En annexe sont détaillées les activités fonctionnelles éligibles à ce programme qui pourront mobiliser 70 % des fonds alloués à cette ligne budgétaire, les 30 % restant étant utilisés à des actions de soutien administratif.


Information sur l'environnement

- Faciliter le dialogue et les échanges d'information entre les organisations de défense de l'environnement actives au niveau européen et les institutions de la Communauté.

- Développer les infrastructures d'information et de documentation sur la protection de l'environnement à l'usage des professionnels et des décideurs politiques, et pour la diffusion des connaissances au sein de groupes ciblés prédéterminés.

40 % du total des activités fonctionnelles.


• Analyse des actions en faveur de l'environnement

- Encourager et coordonner des projets écologiques en renforçant les effets démultiplicateurs de leurs résultats.

- Élaborer des rapports concernant le niveau, l'étendue et la nature des problèmes écologiques solubles à l'échelon communautaire et auxquels la Communauté pourrait s'attaquer plus activement.

- Entreprendre des analyses sur la pénétration de la dimension environnementale dans les autres domaines couverts par les politiques communautaires.

40 % du total des activités fonctionnelles.


Coopération entre les intervenants dans le domaine de l'environnement et les ONG opérant au niveau européen

- Promouvoir la coopération entre les partenaires désignés par le 5e programme d'action.

- Conformément au principe de subsidiarité, assurer la complémentarité entre les programmes communautaires et les actions nationales, régionales et locales en faveur de l'environnement qui relèvent du secteur bénévole.

20 % du total des activités fonctionnelles.

2. Définition des bénéficiaires du programme d'intervention communautaire

Le texte de la proposition reste très imprécis sur les candidats éligibles à ce programme et les critères de sélection envisagés . Seul, l'article premier de la proposition de décision se réfère aux organisations non gouvernementales de dimension européenne menant des activités de protection de l'environnement.

L'exposé des motifs ne donne pas plus de précision sur la définition des bénéficiaires mais avance plusieurs arguments pour justifier des soutiens communautaires aux organisations non gouvernementales de défense de l'environnement.

Ainsi, toujours selon l'exposé des motifs, ces associations européennes, du fait de leur grande indépendance et de leur forte motivation, ont une vision constructive des problèmes écologiques actuels.

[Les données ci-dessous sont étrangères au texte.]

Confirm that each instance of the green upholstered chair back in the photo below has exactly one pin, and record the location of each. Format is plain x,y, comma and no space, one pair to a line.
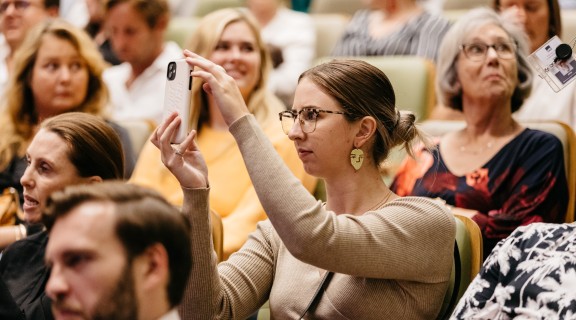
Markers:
467,263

Elles ont la capacité de coopérer avec un vaste éventail d'acteurs, et peuvent relayer la communication vers leurs homologues nationales, régionales ou locales, aidant ainsi la commission à diffuser l'information sur les questions politiques relevant de l'environnement. D'un point de vue économique, il apparaît judicieux d'utiliser ces structures qui fonctionnent efficacement avec, souvent, un minimum de frais, plutôt que de créer et de maintenir en fonctionnement de nouvelles infrastructures.

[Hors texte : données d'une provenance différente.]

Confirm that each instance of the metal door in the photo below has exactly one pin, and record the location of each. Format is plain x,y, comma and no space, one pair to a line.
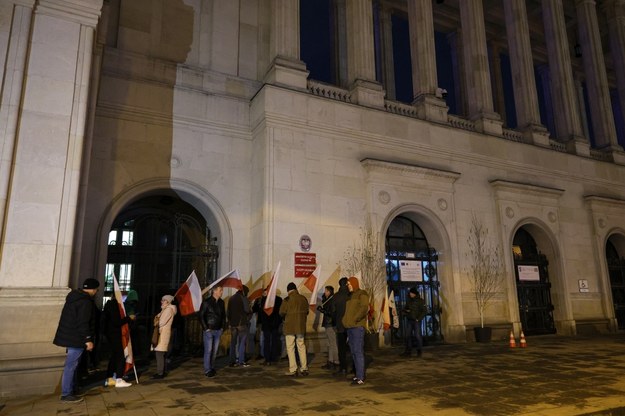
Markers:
405,242
616,271
533,286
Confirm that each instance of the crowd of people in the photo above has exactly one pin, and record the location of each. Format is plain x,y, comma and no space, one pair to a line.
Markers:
344,312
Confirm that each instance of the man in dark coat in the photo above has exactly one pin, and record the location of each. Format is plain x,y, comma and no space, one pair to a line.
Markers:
340,300
270,326
76,332
415,310
213,320
239,313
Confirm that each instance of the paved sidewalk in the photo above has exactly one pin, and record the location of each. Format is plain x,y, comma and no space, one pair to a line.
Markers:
553,376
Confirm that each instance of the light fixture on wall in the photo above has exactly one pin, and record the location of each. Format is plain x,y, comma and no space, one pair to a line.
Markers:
578,50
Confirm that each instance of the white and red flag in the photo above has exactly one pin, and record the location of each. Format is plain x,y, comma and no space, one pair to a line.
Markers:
257,287
231,279
126,343
271,291
189,296
313,281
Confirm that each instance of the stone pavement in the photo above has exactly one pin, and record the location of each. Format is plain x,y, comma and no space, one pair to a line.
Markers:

Les concours communautaires devraient avoir un effet démultiplicateur, amplifier les mesures nationales ou locales de défense de l'environnement entreprises par ces associations et permettre de mettre l'accent sur la dimension européenne des problèmes soulevés.

Enfin, il est à plusieurs reprises affirmé dans les considérants de la proposition de décision que la participation, voire la coopération avec les organisations non gouvernementales européennes de défense de l'environnement, sont indispensables pour mettre en oeuvre le Ve Programme d'action pour l'environnement, afin d'atteindre l'objectif du développement durable.

Tout laisse à penser que la commission se réserve la définition des critères d'éligibilité au programme, sans y associer les États membres.

3. Procédure de sélection et de contrôle des activités éligibles au programme


• Les articles 3 et 7 de la proposition de décision du Conseil donnent tout pouvoir à la commission pour sélectionner les projets à financer. Elle devra publier au Journal Officiel des Communautés Européennes un avis décrivant les types d'activités pouvant être financés, précisant les critères de sélection et d'attribution ainsi que les procédures de sélection et d'approbation. Cet avis devra être publié avant le 30 septembre de l'année qui précède l'année d'attribution des crédits.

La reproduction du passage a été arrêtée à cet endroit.